Action Prediction — Reference

The Action Prediction model estimates the probability that each customer will perform a specific action — for example making a purchase, renewing a contract, or subscribing to a newsletter. It is a predictive model and outputs a probability score (0–1) per user.

Input data: see AI Model Data Requirements → Action Prediction for the User/Event table requirements and minimum data volumes.

Key concepts

Targets — defined using filters for positive, negative, and unknown outcomes. Filters can be based on User tables (e.g. deal_stage = Won) or Event tables (e.g. Checkout Completed).
Features — must come from User tables. To use event-derived signals (behavioural, transactional), pre-aggregate them into user-level fields first — the Fields Builder can do this for you.
Output — predictions are written to a dedicated table linked to bpp_user_id, refreshed on the daily schedule.

JSON configuration reference

Field	Type	Description	Example / best practice
`train`	STRING	Training mode.
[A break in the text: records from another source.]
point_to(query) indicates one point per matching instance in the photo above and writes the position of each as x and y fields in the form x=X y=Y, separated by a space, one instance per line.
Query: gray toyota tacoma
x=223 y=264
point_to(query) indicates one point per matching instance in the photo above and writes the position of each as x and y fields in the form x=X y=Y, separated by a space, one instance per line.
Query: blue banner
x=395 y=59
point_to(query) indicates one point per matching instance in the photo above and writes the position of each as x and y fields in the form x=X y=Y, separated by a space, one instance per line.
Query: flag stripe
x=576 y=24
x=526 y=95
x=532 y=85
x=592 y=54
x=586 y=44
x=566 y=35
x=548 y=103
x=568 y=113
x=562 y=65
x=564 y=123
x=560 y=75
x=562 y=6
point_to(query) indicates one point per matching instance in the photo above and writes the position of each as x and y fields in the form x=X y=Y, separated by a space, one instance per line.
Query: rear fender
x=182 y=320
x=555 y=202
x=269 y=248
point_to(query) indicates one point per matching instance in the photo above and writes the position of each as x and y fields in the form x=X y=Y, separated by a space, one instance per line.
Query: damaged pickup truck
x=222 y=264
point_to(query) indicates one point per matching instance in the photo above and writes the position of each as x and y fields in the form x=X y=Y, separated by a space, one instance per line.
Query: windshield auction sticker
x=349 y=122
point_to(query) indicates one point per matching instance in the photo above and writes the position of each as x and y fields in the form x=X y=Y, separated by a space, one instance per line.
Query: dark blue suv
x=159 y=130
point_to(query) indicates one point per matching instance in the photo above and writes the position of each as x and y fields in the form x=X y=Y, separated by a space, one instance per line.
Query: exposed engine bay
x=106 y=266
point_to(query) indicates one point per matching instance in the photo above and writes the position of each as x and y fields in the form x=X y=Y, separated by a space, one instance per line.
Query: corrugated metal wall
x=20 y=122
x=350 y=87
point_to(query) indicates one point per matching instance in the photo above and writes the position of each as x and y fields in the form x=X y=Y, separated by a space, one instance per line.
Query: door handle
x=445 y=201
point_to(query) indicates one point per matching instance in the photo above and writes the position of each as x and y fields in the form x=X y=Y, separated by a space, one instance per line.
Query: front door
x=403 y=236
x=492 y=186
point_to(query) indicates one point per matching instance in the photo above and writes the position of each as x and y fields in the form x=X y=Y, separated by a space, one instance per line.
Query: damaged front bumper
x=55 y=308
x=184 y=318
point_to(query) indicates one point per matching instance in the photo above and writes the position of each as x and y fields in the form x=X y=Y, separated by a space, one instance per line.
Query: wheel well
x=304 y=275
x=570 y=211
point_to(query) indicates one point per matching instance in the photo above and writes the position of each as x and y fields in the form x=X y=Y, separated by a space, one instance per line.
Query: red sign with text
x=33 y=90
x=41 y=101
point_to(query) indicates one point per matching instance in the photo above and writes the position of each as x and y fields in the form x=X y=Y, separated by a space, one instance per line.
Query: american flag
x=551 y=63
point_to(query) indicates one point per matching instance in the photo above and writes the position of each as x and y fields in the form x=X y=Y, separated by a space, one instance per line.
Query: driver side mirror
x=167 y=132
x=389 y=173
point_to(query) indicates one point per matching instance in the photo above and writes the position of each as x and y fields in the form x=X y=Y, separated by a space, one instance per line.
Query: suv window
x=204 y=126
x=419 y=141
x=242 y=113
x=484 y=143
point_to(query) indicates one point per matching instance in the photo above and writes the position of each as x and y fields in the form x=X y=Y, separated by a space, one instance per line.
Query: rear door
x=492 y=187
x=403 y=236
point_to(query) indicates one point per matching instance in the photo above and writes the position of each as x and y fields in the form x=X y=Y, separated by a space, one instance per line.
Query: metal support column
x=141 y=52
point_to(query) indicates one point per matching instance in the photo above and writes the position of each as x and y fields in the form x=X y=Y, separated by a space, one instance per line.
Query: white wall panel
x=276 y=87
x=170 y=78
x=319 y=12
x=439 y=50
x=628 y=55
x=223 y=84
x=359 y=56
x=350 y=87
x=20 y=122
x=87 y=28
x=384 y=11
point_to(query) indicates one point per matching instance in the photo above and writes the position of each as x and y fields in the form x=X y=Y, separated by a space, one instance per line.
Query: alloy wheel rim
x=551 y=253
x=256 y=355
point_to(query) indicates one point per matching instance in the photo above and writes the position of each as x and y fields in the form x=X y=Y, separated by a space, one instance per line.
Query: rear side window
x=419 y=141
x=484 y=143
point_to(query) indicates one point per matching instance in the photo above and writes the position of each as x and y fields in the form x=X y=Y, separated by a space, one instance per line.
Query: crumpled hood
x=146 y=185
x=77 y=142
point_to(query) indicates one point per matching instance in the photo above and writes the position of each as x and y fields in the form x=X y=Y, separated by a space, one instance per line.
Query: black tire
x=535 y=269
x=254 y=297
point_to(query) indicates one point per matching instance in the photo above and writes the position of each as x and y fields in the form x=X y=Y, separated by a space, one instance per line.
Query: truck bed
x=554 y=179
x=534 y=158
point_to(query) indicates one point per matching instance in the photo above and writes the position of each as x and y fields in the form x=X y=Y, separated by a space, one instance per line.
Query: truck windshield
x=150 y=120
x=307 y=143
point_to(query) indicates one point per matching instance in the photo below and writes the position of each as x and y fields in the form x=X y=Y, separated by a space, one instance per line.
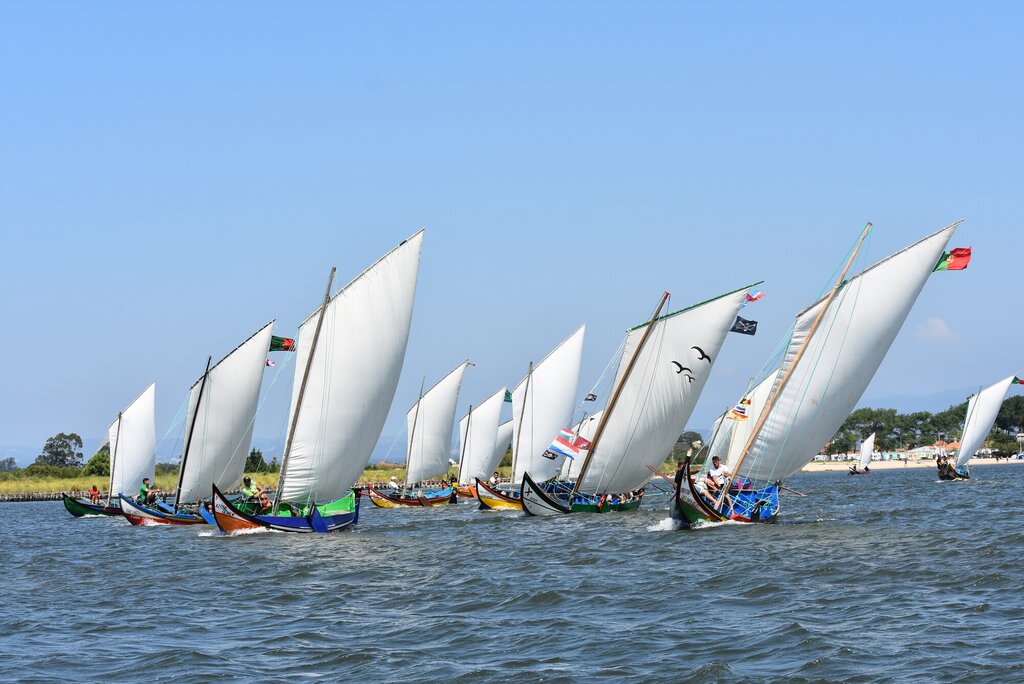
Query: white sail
x=981 y=412
x=429 y=428
x=866 y=449
x=855 y=332
x=352 y=378
x=502 y=445
x=586 y=429
x=542 y=404
x=479 y=444
x=658 y=395
x=730 y=437
x=133 y=443
x=222 y=430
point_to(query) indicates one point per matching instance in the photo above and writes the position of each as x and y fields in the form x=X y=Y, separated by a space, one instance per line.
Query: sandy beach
x=834 y=466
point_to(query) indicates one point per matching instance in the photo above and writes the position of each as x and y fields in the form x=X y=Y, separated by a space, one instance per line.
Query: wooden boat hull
x=750 y=505
x=142 y=515
x=495 y=500
x=80 y=507
x=322 y=519
x=467 y=490
x=537 y=502
x=541 y=501
x=385 y=500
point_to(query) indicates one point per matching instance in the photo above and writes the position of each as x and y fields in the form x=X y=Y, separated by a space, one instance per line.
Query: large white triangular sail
x=429 y=428
x=982 y=410
x=133 y=443
x=866 y=449
x=855 y=331
x=222 y=430
x=543 y=404
x=478 y=432
x=659 y=393
x=352 y=378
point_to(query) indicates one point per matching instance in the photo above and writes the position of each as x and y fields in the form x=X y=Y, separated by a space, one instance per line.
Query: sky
x=174 y=175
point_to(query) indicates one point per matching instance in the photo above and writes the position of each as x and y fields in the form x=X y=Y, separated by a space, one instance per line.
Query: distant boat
x=862 y=466
x=218 y=432
x=349 y=356
x=662 y=372
x=542 y=403
x=834 y=350
x=429 y=444
x=132 y=440
x=982 y=409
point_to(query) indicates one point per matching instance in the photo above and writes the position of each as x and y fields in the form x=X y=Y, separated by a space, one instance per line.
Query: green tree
x=99 y=464
x=61 y=451
x=255 y=462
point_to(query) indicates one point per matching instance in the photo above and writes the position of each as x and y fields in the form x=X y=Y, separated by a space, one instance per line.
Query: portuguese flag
x=954 y=260
x=282 y=343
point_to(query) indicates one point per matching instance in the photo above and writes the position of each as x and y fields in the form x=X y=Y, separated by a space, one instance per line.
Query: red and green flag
x=282 y=343
x=956 y=259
Usually `"auto"`.	`"auto"`
`client`	STRING	Client/project identifier.	`"ExampleClient"`
`data_src.region`	STRING	Cloud region of the dataset (auto-populated).	`"europe-west8"`
`data_src.features`	OBJECT	Tables and columns used as features. User tables only.	`"users_bpp": ["plan_quantity", "browser", "pageviews_last_30d"]`
`dataset_id`	STRING	BigQuery dataset ID (auto-populated).	`"bpp_tables"`
`project_id`	STRING	GCP project ID (auto-populated).	`"example-bi-data"`
`filter_positive`	OBJECT	Filters defining positive cases (action performed).	`deal_stage IN (Won, Renew)`
`filter_negative`	OBJECT	Filters defining negative cases (action not performed).	`deal_stage IN (Lost, Churn)`
`filter_unknown`	OBJECT	Filters to exclude ambiguous cases from training.	Users still in "Negotiation"
`action_name`	STRING	Name of the modelled action.	`"purchase"`, `"renewal"`
`bucket_name`	STRING	Cloud Storage bucket for intermediate artifacts (auto-populated).	`"bpp_models"`
`train_preset`	STRING	Training quality preset.	`"medium_quality"`, `"high_quality"`
`train_test_split`	FLOAT	Ratio of data used for the test set.	`0.2`
`level_score_top_k`	INT	Number of score levels for probability buckets.	`10`
`feature_max_pvalue`	FLOAT	Feature-selection threshold. Lower = stricter.	`0.1`
`fail_on_model_not_found`	BOOL	Stop execution if no suitable model is found.	`true`

Each filter object has the shape { "filters": [ { "field", "table", "value", "data_type", "comparison_operator" } ], "operator": "AND" | "OR" }.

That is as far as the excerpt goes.